In 2016, we'll see an accelerated maturation of marketing analytics, with companies taking increasingly granular looks under the hood at how, where, and why marketing is driving revenue.
Here are the marketing analytics trends to watch in 2016.
1. The use of predictive- and prescriptive-only analytics decline, and explanatory analytics rise
Predictive analytics is an incomplete approach because it only gives you a likely outcome if nothing changes. It doesn't tell you why outcomes are likely, the correlations driving those outcomes, or—perhaps most importantly—how to change those outcomes.
Prescriptive analytics is something of a step beyond predictive analytics in that it tells people not only where they're headed but also the moves they can make to improve the outcome. However, that is still basically a black box approach; most prescriptive platforms don't let people understand why the platform made certain recommendations.
Enter explanatory analytics. Marketers are smart people, and as such they (not computer code) should be asking the analytics questions, driven by their curiosity and intuition. They should then bring in the machine to investigate the correlations that matter.

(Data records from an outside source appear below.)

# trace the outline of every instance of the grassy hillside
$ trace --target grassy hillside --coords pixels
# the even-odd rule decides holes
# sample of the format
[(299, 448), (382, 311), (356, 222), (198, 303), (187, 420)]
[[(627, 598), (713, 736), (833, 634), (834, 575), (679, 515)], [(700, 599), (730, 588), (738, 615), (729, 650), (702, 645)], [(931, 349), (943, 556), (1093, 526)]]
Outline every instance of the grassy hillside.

2. Social media listening platforms get a facelift
In 2016, it will become even more apparent that social listening platforms, by themselves, are unable to correlate to revenue or reveal growth opportunities.

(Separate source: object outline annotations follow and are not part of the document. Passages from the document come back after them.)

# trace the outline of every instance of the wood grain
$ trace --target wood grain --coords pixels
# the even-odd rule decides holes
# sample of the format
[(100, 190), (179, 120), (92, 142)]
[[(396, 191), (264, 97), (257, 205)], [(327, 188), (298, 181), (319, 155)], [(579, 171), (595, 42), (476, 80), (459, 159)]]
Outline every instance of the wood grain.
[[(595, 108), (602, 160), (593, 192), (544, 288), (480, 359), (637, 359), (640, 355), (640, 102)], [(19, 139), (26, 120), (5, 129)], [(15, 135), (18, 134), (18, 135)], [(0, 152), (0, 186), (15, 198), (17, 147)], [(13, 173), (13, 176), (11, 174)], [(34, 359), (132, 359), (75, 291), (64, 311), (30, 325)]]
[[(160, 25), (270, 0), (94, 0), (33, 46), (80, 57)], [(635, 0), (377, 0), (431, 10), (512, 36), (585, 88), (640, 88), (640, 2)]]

Those platforms will continue to offer slick visualizations of financial performance as add-ons, most without any actual correlation of data. Marketers should be on guard to make sure they look at data correlations, not data coincidences.
3. Agile marketing goes mainstream, collapsing annual budgeting cycles
As comprehensive reporting inches closer to real time, marketers will keep shrinking the amount of time it takes to change course. The days of 3-month tests or trial balloons are waning. Now, marketers will know in a matter of weeks (if not days) whether initiatives are working. There will be fewer excuses to burn money once it's evident campaigns are misguided. Contracts with vendors will shorten in length.
We now have the technology, data, and skillsets to adjust on the fly. CEOs and boardrooms expect that pliability. At the same time, traditional corporate planning cycles still produce annual budget approvals. Though the traditional cycles of plan-execute-measure-adjust continue to converge and collapse, the processes that allocate resources against that cycle remain annual.
4. CMOs tap analytics to get closer to CIOs, CFOs, and CEOs
Explanatory analytics equip CMOs with concise insights into what drives revenue and why.
A 2015 Forester study found that 74% of enterprise architects say they want to be data-driven. Only 29% of those same respondents could say their firms are good at translating analytics into measurable data outcomes. And virtually every organization is thirsty to understand why revenue moves the way it does.
The fact that marketers have traditionally not understood what drives revenue has cost them dearly in terms of internal standing. For example, three out of four CEOs say their CMO "lacks business credibility" because they don't talk about how they drive revenue, according to the Fournaise Group.
Marketers' duties will continue to resemble those of a chief revenue officer as their suggestions begin to provide the most intelligent and actionable insights into how to grow revenue.
5. "Human-in-the-loop" computing will dominate marketing analytics
Increasingly, industry experts are calling for a "human-in-the-loop" approach to data science across multiple disciplines. Marketing is the poster child for why that makes sense.
When you think about it, curiosity is simply an organic algorithm processed in the human brain, the conclusion of which is "this is worth further study." So, the first function of a marketing analytics platform is to trigger the curiosity algorithm in the human, at the right time and place.
Similarly, intuition is just another organic algorithm, the conclusion of which is "this is worth taking action on, even if I can't articulate the rationale completely." And when deciding whether to take action on the insights surfaced, nothing is better than human intuition to make that calculation.
So the second function of a marketing analytics platform is to trigger the intuition algorithm with as much intelligently-correlated data as possible.
In 2016, much of the mystery and magical thinking around marketing analytics will evaporate as intelligent marketing analytics goes mainstream. The real race to watch in 2016 will be which marketers are first to figure out what to expect from and how to work with their marketing analytics platforms.
Marketers need to ask themselves important questions
As the landscape shifts, ask yourself the following questions:
What are my biggest blind spots as a marketer?
Where do I have the clearest view into how I'm affecting revenue?
Where would analytics help deepen my understanding the most?
How closely correlated are my marketing analytics to actual KPIs and other revenue metrics?
How will my role as the marketing lead within the organization change as advances in analytics technology heighten the expectations of my peers and my CEO?
How can I use the latest advances in marketing analytics to strengthen my position as a leader, change agent, and trusted C-suite advisor within my own organization?
These are just some of the exciting questions to consider as we get deeper into 2016.